Rep. Markey (D-MA): Federal Government Should Be Regulating Amusement Park Safety

Story: Chicago Tribune

After the tragic death of a 4-year old boy at Epcot’s Mission: Space attraction in Disney Monday, Congressman Edward Markey of Massachusetts has repeated his call for the National Amusement Park Ride Safety Act. To sum it up in one sentence: the US Consumer Product Safety Division should have regulatory oversight of rides and attractions at amusement parks currently under state contol.

Good intentions aside, do really need another layer of Federal bureaucrats administering amusement park safety? On the same day a voluntary recall was announced & reports of children’s motor scooters causing 10,000 emergency room visits last year and 49 deaths in the past 7 years, does anyone at the USCPSD really think they can do a better job with amusement park safety?

Why have so many small, local, mom-n-pop amusement parks gone out of business? Did they lose out to the larger theme parks or did the cost of liability insurance cause them to go under? Perhaps as a way to sell his bill, Rep. Markey should offer federally regulated amusement parks liability protection.

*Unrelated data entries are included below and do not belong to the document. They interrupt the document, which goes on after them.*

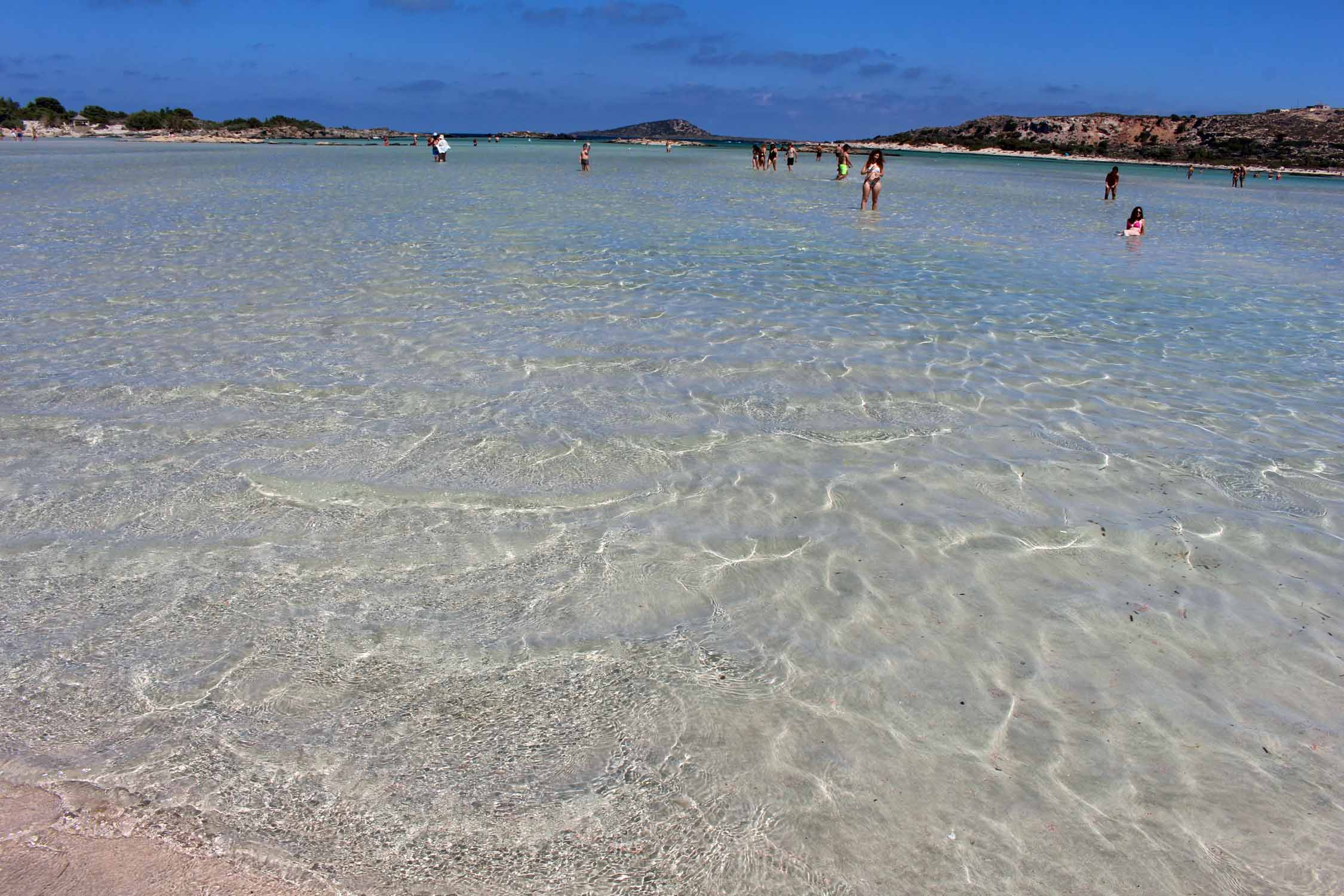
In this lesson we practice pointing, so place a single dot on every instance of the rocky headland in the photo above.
(1303, 139)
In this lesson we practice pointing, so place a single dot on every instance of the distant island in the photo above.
(1309, 140)
(665, 130)
(1311, 137)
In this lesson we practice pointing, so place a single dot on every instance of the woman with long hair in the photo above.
(1135, 226)
(873, 179)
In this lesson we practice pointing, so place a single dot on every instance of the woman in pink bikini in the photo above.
(873, 179)
(1135, 226)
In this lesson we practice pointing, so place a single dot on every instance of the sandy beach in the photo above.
(73, 840)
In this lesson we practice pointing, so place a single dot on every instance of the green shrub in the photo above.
(46, 104)
(96, 115)
(144, 120)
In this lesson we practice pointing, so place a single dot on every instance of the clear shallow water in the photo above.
(678, 528)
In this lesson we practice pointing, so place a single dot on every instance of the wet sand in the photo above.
(78, 840)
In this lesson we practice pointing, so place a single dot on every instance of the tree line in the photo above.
(53, 113)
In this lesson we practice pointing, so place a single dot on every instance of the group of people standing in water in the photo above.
(766, 158)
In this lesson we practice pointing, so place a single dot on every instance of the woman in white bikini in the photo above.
(873, 179)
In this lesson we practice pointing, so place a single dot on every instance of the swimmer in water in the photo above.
(873, 179)
(1135, 226)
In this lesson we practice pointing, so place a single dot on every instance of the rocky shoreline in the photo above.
(864, 146)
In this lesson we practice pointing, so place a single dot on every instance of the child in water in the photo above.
(1135, 226)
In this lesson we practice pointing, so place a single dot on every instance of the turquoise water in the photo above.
(678, 528)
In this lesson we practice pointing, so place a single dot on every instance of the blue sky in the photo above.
(745, 69)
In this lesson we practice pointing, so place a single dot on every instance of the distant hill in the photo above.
(1311, 137)
(665, 130)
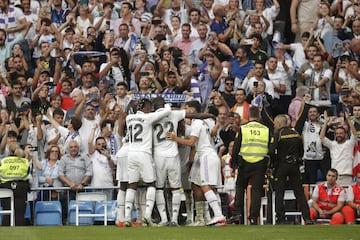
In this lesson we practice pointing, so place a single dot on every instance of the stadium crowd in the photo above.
(84, 85)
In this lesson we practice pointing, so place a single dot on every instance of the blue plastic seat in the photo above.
(111, 212)
(48, 213)
(85, 207)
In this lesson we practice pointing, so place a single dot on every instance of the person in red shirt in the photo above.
(352, 208)
(328, 199)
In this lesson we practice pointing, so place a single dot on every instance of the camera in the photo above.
(156, 21)
(144, 74)
(93, 96)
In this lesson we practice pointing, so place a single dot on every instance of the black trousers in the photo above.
(20, 197)
(255, 172)
(283, 172)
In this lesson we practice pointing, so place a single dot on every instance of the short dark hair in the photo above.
(77, 123)
(254, 112)
(59, 112)
(107, 121)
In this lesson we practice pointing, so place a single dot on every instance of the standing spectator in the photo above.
(75, 171)
(198, 44)
(352, 207)
(241, 106)
(250, 155)
(14, 170)
(220, 26)
(313, 149)
(255, 53)
(296, 104)
(327, 199)
(240, 66)
(176, 9)
(184, 43)
(287, 149)
(103, 166)
(319, 81)
(286, 69)
(140, 162)
(205, 171)
(303, 15)
(12, 20)
(58, 14)
(341, 149)
(228, 93)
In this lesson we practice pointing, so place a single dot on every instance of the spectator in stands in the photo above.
(341, 149)
(75, 171)
(255, 53)
(250, 85)
(176, 9)
(221, 50)
(241, 106)
(198, 44)
(48, 174)
(228, 93)
(352, 208)
(319, 80)
(327, 199)
(220, 26)
(102, 165)
(240, 66)
(296, 104)
(303, 15)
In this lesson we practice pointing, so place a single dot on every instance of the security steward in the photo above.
(250, 154)
(14, 171)
(286, 148)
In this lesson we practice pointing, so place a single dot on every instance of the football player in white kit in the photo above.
(205, 171)
(140, 161)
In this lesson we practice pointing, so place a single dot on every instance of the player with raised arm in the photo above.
(140, 161)
(205, 172)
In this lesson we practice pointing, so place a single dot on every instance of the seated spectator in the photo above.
(328, 199)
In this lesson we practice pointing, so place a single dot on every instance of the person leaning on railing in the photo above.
(14, 171)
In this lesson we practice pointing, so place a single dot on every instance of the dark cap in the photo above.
(88, 72)
(257, 36)
(106, 4)
(127, 3)
(45, 71)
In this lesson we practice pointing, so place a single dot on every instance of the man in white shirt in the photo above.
(341, 149)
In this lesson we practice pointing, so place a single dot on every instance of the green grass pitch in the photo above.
(343, 232)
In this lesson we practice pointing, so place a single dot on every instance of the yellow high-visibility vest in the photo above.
(254, 142)
(13, 168)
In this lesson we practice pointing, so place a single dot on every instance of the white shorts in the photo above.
(121, 170)
(167, 168)
(206, 169)
(140, 166)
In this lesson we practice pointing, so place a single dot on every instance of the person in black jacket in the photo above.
(286, 149)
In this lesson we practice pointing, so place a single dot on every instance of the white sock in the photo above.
(129, 201)
(206, 211)
(150, 200)
(160, 203)
(219, 199)
(199, 207)
(189, 202)
(120, 216)
(213, 202)
(176, 200)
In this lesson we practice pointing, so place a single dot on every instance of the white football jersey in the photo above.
(201, 129)
(163, 146)
(140, 128)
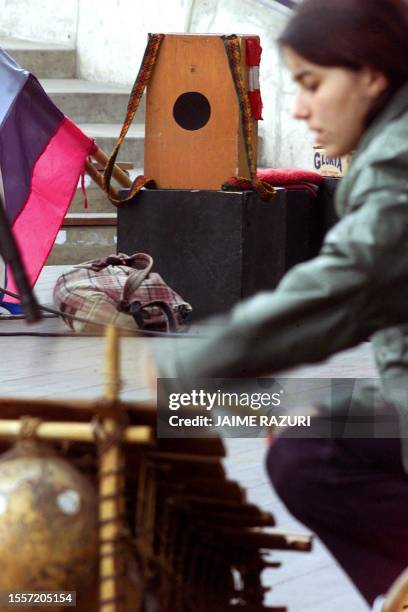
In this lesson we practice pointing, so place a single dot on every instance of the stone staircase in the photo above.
(98, 109)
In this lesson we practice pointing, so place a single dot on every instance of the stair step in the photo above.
(75, 244)
(106, 136)
(97, 199)
(91, 101)
(90, 219)
(42, 59)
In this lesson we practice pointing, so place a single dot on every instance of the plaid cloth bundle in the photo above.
(121, 290)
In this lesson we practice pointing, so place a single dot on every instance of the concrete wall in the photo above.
(53, 21)
(112, 34)
(110, 37)
(285, 141)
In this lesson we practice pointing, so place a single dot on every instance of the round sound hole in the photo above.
(191, 110)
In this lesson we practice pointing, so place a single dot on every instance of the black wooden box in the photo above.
(214, 247)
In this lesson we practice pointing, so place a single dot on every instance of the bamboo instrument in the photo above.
(118, 174)
(74, 432)
(111, 487)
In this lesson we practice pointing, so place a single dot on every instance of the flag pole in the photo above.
(11, 255)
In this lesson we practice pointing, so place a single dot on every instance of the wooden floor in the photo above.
(72, 367)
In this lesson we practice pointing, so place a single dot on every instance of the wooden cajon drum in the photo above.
(193, 135)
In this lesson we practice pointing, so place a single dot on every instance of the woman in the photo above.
(349, 58)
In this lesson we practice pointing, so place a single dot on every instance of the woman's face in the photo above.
(334, 101)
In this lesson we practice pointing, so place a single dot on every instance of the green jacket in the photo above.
(355, 288)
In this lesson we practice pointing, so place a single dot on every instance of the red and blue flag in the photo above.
(42, 156)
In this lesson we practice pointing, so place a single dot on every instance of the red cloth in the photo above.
(282, 177)
(253, 51)
(291, 178)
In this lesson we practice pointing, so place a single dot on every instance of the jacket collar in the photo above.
(396, 107)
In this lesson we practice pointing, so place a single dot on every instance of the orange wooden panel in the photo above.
(202, 158)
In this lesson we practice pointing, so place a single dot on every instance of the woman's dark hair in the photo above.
(352, 34)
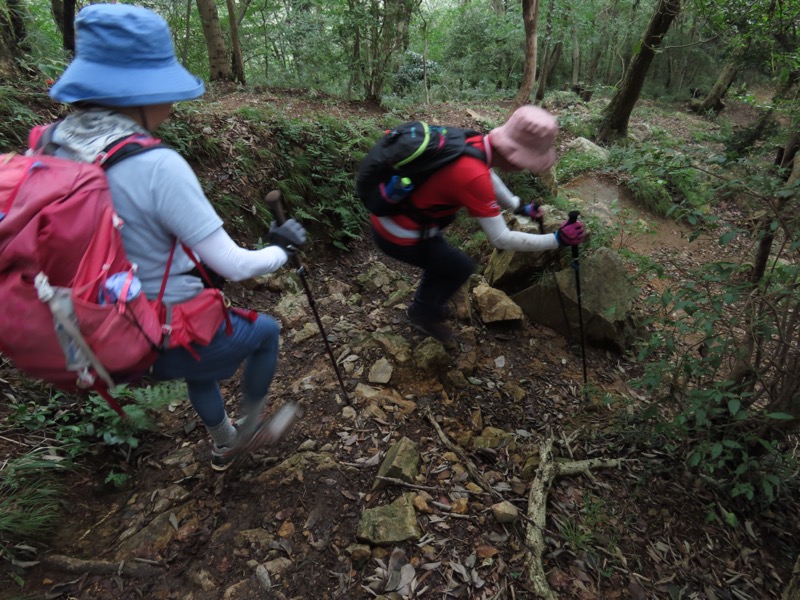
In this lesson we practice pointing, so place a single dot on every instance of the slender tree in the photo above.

Did you put this in MPSIMS by accident? Sure seems like a debate to me.

I can’t see that it makes a whole lot of sense for anyone else besides the Feds to be doing the regulating, actually. First, there are the traveling carnivals, whose rides are often real rattletraps. They don’t stay in just one state, so it makes sense for them to be regulated by an entity whose jurisdiction crosses state lines.

Then there’s the Six Flagses and Busch Gardens and Kings Dominions of the world. (Which in all likelihood is what happened to your mom n’ pop amusement parks. Mom and pop just don’t have the capital to keep up every time Six Flags introduces the next generation of roller coasters.) How many states besides CA and FL have more than two or three of these sorts of places? Purely from an economies-of-scale POV, it hardly makes sense for each state to have its own regulatory body to regulate the one or two or three such amusement parks within its borders. Either they won’t spend enough money to become good at what they’re doing, or they’ll spend a disproportionate amount of money relative to the size of the industry they’re regulating; there’s no room for a happy medium here.

Check the link provided below. There are differing regulations for fixed amusement rides found in parks such as Six Flags, and the traveling rides which move from one location/state to another. Surprisingly, 6 states place no regulation on traveling rides at all. The rest invoke a pastiche of annual inspection, local inspection, inspection by a professional engineer, and so forth.

While I would support a national standard, there is no reason why local code enforcement officials could not carry out this task once they’ve been properly trained to evaluate the risk.